Lorsqu’un service est gratuit, le produit, c’est vous. Si ces entreprises ne peuvent plus recueillir de l’information, il nous faudra, d’une façon ou d’une autre, payer pour ces services. Qui sera alors chargé de surveiller la protection des renseignements personnels?

Patricia Kosseim
Avocate générale principale, Commissariat à la protection de la vie privée du Canada

Un volume impressionnant de données est compilé grâce à de puissants algorithmes qui révèlent des habitudes, permettant ainsi de prévoir des comportements. Comme ces données se comptent littéralement par milliards, il est d’autant plus difficile d’appliquer le mo­dèle traditionnel de consente­ment éclairé pour cha­que élé­­­ment d’information recueilli dans un but précis et limité.

Certains en sont venus à se questionner sur la validité même du principe de consentement : devrions-nous plutôt orienter notre réflexion vers un autre paradigme éthique? Si un consentement individuel n’est pas réellement envisageable, ou l’est difficilement, devrions-nous exiger l’examen et l’approbation de l’utilisation projetée des données par une tierce partie indépendante? Est-il temps de mettre sur pied des comités d’éthique pour la consommation, qui superviseraient le genre d’expérience psycho­lo­gique ou de manipulation sociale qu’a orchestrée Facebook dernièrement?

Mandy Woodland
Avocate spécialisée en technologies et droit à la vie privée, Mandy Woodland Law

Comment tout ceci nous mène-t-il vers la neutralité du Web? Il ne faut pas oublier que certains acteurs sont favorisés. Le réseau ouvert Internet est important parce qu’il utilise des normes gratuites et publiques sur lesquelles tout le monde peut se baser et qu’il gère le trafic pratiquement de la même façon pour chacun. La fin de la neutralité du Web entraî­nerait donc de nombreuses conséquences. Les petites entreprises seraient sans doute me­nacées. Si vous démarrez une entreprise qui souhaite fournir un service de diffusion de vidéos en transit (streaming), vous ne bénéficierez probablement pas d’un accès aussi rapide que celui payé aujourd’hui par Netflix.
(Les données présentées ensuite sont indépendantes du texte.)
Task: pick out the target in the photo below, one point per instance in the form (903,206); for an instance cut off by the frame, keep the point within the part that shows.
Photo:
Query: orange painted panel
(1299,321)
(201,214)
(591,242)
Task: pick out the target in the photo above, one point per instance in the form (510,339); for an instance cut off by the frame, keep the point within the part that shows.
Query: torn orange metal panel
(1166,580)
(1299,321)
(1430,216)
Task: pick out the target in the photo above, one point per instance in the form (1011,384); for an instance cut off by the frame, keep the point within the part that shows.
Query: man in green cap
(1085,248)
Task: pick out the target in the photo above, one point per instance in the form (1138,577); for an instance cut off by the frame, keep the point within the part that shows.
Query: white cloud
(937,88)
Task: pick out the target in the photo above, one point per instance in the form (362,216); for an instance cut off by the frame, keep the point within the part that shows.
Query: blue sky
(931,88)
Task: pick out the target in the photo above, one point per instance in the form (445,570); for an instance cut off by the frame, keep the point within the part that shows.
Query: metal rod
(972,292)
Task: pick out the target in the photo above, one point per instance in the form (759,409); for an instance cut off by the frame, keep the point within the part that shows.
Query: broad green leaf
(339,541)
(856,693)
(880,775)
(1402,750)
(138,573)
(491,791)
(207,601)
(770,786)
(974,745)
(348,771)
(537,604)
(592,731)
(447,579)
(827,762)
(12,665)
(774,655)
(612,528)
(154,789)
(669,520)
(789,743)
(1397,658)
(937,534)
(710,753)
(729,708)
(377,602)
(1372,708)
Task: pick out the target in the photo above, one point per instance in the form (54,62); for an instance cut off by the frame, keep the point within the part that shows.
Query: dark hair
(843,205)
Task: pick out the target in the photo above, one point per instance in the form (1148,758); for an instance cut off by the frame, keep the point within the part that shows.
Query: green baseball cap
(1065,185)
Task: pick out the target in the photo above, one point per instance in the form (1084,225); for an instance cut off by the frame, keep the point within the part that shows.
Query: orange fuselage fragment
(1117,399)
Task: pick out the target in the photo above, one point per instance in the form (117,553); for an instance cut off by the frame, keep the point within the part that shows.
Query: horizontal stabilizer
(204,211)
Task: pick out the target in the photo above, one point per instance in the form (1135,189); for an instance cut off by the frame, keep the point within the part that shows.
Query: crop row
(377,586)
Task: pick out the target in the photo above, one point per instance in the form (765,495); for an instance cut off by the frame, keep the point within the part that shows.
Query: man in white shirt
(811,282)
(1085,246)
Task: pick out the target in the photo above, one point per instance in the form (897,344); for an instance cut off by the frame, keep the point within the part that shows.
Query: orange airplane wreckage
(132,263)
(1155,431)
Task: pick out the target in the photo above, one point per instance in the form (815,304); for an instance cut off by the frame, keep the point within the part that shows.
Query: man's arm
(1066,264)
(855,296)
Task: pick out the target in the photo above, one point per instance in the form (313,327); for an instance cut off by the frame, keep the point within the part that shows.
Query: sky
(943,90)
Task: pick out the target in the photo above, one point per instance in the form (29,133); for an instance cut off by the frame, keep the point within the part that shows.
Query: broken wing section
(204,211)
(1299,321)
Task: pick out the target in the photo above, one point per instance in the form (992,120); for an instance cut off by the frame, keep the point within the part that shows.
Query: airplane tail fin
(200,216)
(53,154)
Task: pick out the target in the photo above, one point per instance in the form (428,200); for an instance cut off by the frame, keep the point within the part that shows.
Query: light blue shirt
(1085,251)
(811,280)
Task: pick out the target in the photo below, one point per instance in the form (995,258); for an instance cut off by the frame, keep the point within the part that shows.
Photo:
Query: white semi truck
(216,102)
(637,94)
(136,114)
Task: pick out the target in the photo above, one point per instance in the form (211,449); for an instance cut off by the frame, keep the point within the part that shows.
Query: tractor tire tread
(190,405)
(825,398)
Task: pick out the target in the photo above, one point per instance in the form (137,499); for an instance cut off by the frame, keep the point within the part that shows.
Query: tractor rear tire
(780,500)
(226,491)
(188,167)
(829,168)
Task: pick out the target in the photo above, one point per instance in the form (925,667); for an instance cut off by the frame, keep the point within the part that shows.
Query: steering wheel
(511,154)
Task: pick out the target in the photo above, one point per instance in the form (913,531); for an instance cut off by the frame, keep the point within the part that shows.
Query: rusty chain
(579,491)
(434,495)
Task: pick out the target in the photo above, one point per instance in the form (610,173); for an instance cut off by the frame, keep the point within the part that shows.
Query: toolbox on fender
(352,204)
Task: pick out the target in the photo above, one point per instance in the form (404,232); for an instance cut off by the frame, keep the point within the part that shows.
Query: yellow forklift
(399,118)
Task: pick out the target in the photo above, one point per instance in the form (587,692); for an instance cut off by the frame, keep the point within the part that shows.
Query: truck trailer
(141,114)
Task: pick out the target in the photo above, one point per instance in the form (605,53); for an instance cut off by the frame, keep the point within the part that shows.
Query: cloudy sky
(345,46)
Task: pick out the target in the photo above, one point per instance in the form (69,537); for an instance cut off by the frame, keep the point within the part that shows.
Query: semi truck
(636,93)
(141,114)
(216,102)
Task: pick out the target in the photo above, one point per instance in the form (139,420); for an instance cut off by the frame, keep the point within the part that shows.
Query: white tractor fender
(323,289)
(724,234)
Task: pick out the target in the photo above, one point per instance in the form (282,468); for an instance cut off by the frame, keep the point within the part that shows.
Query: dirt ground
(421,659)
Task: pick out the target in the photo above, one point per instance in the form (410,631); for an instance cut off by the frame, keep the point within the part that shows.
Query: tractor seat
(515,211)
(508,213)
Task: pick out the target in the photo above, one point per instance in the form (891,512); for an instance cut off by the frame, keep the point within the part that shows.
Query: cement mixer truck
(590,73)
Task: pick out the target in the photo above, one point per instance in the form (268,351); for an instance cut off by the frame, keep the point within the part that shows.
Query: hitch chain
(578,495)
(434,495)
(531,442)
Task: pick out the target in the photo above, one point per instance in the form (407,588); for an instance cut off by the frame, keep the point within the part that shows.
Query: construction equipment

Ainsi, l’important n’est pas forcément de déterminer si je peux regarder des émissions télé en streaming avec un débit plus rapide que celui du voisin, mais si certaines des nouvelles entreprises qui essaient de nous proposer des technologies innovantes pourront le faire ou si elles se verront couper l’herbe sous le pied parce qu’elles n’ont pas un accès équitable à l’internet.

Yves Boisvert
Chroniqueur, La Presse

On pense souvent aujourd’hui à la société imaginée par Orwell dans son ro­man 1984, où l’État savait tout sur tout le monde. Il y avait toutefois un autre aspect dans cet univers de fiction : l’État effaçait également des pans entiers du passé, comme le faisait l’Union soviétique lorsqu’elle retirait, par exemple, un portrait de Trotsky à une as­semblée du Parti communiste, des années plus tard. Imaginons que quel­qu’un sou­haite se voir confier une charge publique et qu’il a un casier judiciaire, ou qu’il a été impliqué dans une affaire fâcheuse, selon quels critères décide-t-on d’effacer ces informations sur Google? C’est le genre de question qu’il faut se poser si on veut adopter une déclaration des droits numériques.